Трещат сараи и амбары!
На запад катятся Варвары!
 
   Я не сразу понимаю, что «Варвары» это «варвары».
   Узнав, что ученый пассажир хочет задать ему один-единственный вопрос, боцман успокаивается и предлагает сесть на койку. Она покрыта домашним лоскутным одеялом. Шалапин повторяет вопрос о сборе компрометирующего материала. Дракон ни минуты не думает: «Ежели начальству надо, то пусть само такой материал и набирает – за то им и деньги платят!»
   В коридоре Шалапин спрашивает: «Кто-нибудь здесь думает о том, что где-то несчастье, гибнут люди, что они идут спасать погибающих?» Я: «Это тест или нормальный вопрос?» Оказывается, обыкновенный вопрос. Я: «Вот вы у „них“ и спрашивайте!» Звучит грубовато, и я сразу лакирую грубость доверительностью: сообщаю, что в чрезвычайном случае нам придется спускать свои плавсредства и высаживать на горящее судно аварийную партию; в такую погоду это почти сто процентов риска, потому я формирую партию только из добровольцев и предлагаю ему присутствовать при этой формальности.
   Поднимаемся с палубы на палубу сквозь надстройку.
   Из спорт-каюты смех и звонкие удары шарика о пластик – кому-то из молодежи весело играть в пинг-понг на качке. Из столовой команды лязг тарелок и голос Марины: «Мальчики, кто горчицу увел – признавайтесь!» Из трансляции – Москва, «Маяк», с хрипами, сквозь иностранные пришептывания и космические завывания? «Оделась туманами Сьерра-Невада…»
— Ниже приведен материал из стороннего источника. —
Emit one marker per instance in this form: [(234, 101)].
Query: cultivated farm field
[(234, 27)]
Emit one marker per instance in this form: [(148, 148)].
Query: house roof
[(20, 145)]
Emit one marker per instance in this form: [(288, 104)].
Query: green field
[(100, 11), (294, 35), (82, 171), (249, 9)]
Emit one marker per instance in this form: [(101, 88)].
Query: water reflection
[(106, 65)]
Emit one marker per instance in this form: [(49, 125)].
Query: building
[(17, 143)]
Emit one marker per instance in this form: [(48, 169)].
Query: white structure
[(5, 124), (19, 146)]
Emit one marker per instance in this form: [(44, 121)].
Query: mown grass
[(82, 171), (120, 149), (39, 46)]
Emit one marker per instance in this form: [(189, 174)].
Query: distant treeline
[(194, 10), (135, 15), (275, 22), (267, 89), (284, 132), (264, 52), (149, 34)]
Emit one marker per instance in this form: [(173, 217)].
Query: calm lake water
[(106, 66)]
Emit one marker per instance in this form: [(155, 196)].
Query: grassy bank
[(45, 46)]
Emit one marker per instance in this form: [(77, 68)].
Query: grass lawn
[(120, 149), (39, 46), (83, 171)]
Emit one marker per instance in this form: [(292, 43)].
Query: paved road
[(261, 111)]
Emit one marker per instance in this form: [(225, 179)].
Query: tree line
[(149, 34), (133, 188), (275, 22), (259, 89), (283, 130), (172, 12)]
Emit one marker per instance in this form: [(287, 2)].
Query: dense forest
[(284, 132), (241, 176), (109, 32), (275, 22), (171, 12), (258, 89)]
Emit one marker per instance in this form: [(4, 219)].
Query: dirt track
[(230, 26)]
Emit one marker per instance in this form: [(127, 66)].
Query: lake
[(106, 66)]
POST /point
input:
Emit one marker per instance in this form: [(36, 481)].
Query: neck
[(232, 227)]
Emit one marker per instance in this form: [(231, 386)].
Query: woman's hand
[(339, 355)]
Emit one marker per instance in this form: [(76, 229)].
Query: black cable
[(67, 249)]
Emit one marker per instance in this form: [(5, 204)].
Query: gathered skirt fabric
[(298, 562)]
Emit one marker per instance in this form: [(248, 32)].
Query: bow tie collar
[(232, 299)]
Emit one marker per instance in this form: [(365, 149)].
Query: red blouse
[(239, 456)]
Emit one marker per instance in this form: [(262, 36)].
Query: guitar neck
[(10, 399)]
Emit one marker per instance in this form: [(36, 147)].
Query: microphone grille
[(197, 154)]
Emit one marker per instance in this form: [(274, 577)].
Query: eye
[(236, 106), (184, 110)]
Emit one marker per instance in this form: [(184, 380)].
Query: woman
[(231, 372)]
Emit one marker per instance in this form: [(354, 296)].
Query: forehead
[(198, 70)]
   Действительно, похоже, что никто ничем не озабочен. Напряжение только на мостике. А может, все это – «не верьте, не верьте, когда по садам закричат соловьи…»? А мне что сейчас больше всего хочется? Лечь на диван, заклиниться, закурить, читать Мериме 6
   Стендале – и чтобы никаких аварийных партий и горящих испанцев и никаких хлопот с буксирной брагой на корме, ибо за бортами уже не волны, а ведьмы несутся сквозь соленую мглу, старухи ведьмы бельмами зыркают, космами машут, радугами перекидываются, завывают, завиваются; друге дружкой наперегонки рванут, потом сцепятся, повалятся, опрокинутся, начнут друг из дружки клочья косм рвать, кусаются, бьются,:в уродство, в смертоубийство пускаются. И вот так от горизонта до горизонта кишмя кишит припадочных старух, гонятся, валятся, слепые все от ненависти, злобой брызжут, мертвыми когтями корабельную сталь рвут; повалят судно, и сразу сверху куча мала – сразу вся стая бросается, виснут, давят, друг по дружке ерзают, в миг опять меж собой схлестнутся, а кораблик-то и очухается маленько, вырвется, отчихается, отплюется, воздуха глотнет, взметнется на высоту – к черным тучам, которые в небесах по кругу несутся, сами себя за хвост укусить норовят. И увидишь весь океан с высоты – ни сердца в нем, ни души, ничего вообще человеческого, только холодная злоба и сатанинская радость абсолютной свободы без всякой познанной необходимости. Рухнет судно обратно в адский котел, в холодное кипение соленой смолы. Дыхнет океан могильной тьмой, зайдутся ведьмы-волны сумасшедшим хохотом, бросят ссориться, начнут обниматься, друг через дружку прыгать и зарыдают вдруг – это, так и знай, не шторм уже, а ураган, который в баллах не измеришь и математикой не смоделируешь. Когда сумасшедшие старухи ссориться перестанут – это уже космическое исступление, которое с вечным покоем граничит. Брызги опасть не могут, саваном задернет океан, метелицей вспухнет и заструится пена, а свет, – что днем что ночью – станет ровным, призрачным, потусторонним. И покажется, померещится вдруг тишина. Как будто исчезли звуки со всей планеты, унес ураган и стон, и вой, и грохот – тишина космическая и неподвижность вечности. И сколько мгновений, или микросекунд, или часов, или веков тянется эта исступленная тишина – ни часы, ни другие приборы сказать не смогут, потому что тут уже чистой воды чертовщина и сплошная иррациональность…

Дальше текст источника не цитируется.